В 2018 году горячая линия BARCC приняла более 4,2 тысячи звонков от жертв насилия. Сотрудники центра сопроводили в больницу около 400 женщин и помогли с юридической стороной дела более тысяче человек. За год в кризисном центре прошло больше 3,6 тысячи сеансов групповой и личной психотерапии для пострадавших и их близких.

Такая широкомасштабная помощь стоит немалых денег: годовой бюджет BARCC — 5,1 миллиона долларов, из которых 70 процентов — финансирование от государства и гранты. Остальные деньги центр собирает с помощью фандрайзинговых мероприятий, доходов от проведения тренингов и частных фондов. И только 7 процентов бюджета организации — личные пожертвования граждан.
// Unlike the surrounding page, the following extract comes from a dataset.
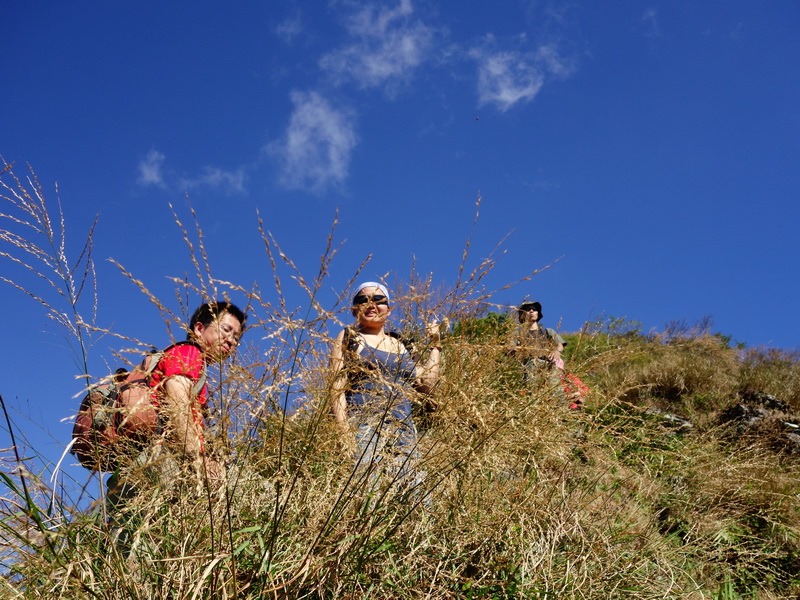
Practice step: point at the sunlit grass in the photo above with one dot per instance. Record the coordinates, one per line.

Внимание государства к проблеме и комплексный подход к решению вопроса насилия — результат введения в США в 1994 году закона против насилия в отношении женщин (Violence Against Women Act, VAWA), который был разработан, чтобы предупреждать и останавливать физическое и сексуальное насилие в отношении женщин, помогать жертвам получать более качественную помощь, а правоохранительным органам — активнее наказывать агрессоров. После его введения в США стали выделяться бюджетные средства на финансирование таких центров, как BARCC, и строительство сетей убежищ.

Благодаря этому с 1994 по 2011 годы число женщин, серьезно пострадавших от действий домашних насильников, снизилось на 72 процента. Но большинство жертв насилия продолжают молчать о совершенных преступлениях.
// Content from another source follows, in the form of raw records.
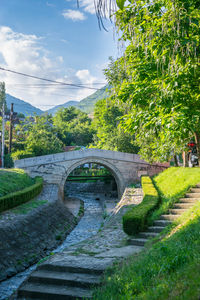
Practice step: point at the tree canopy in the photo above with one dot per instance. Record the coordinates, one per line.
(158, 74)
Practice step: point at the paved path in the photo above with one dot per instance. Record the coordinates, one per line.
(71, 273)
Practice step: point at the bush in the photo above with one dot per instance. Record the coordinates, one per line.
(135, 220)
(20, 154)
(8, 161)
(19, 197)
«Момент, когда жертва решила уйти, — самый опасный для нее»

Виновата во всем культура насилия, в которой большинство из нас живет по сей день, говорит Стефани ДеКандиа. В этой культуре слово «нет» не всегда является поводом прекратить взаимодействие. Если жертва не вырвалась — значит, она хотела быть изнасилованной. Если жена не ушла от бьющего ее мужа — значит, она хотела побоев. Это установки людей, воспитанных в такой культуре.

Многие недооценивают ущерб, который может нанести тиран, против которого женщина осмелилась пойти. «Момент, когда жертвы домашнего насилия решили уйти, — самый опасный для них», — подчеркивает ДеКандиа. Если домашний насильник уже дошел в своих действиях до причинения среднего или тяжкого вреда здоровью, следующий его шаг — это убийство. И в этот момент жертве нужно быть особенно внимательной и осторожной в своих действиях.

В таких случаях в США работает система охранных ордеров — она запрещает преступнику приближаться к пострадавшей до окончания следствия. Если же насильник нарушит предписание, его можно будет тут же арестовать — достаточно одного звонка в полицию. И если выжившей удастся пройти через все круги ада и не сдаться, у нее есть шанс на то, что агрессор окажется в тюрьме.

Но в итоге судом заканчиваются лишь 20 процентов случаев домашнего насилия. ДеКандиа рассказывает, что в борьбе с этой проблемой в США некоторые полицейские департаменты инициируют специальные программы обучения, в рамках которых офицеры проходят тренинги, как правильно взаимодействовать с жертвой насилия, чтобы не ретравмировать ее, и как избежать обвинения жертвы.

Ситуация с изнасилованиями еще сложнее: только пять из тысячи насильников в итоге оказываются в тюрьме.

«Если мы все-таки доходим до суда, больше шансов получить обвинительный приговор, когда изнасилование совершил незнакомый человек. А вот доказать сексуальное насилие со стороны знакомого и тем более партнера — очень сложная задача. Такие насильники — а их большинство — чаще всего уходят из зала суда безнаказанными», — сетует руководительница Бостонского кризисного центра.

Она приводит в пример более прогрессивную в этом отношении страну — Швецию, первой в мире начавшую менять ситуацию с насилием от самых истоков. С июля прошлого года в стране был принят закон о согласии, по которому изнасилованием считается любая сексуальная связь без явного вербального согласия. Культура согласия говорит о том, что только четкое «да» — это повод продолжать делать то, что ты делаешь, и включает в себя политику нулевой терпимости к насилию. В июле закон впервые был применен: насильник получил восемь месяцев лишения свободы за сексуальную связь с женщиной, которая была пассивна и не выражала явного согласия на половой акт.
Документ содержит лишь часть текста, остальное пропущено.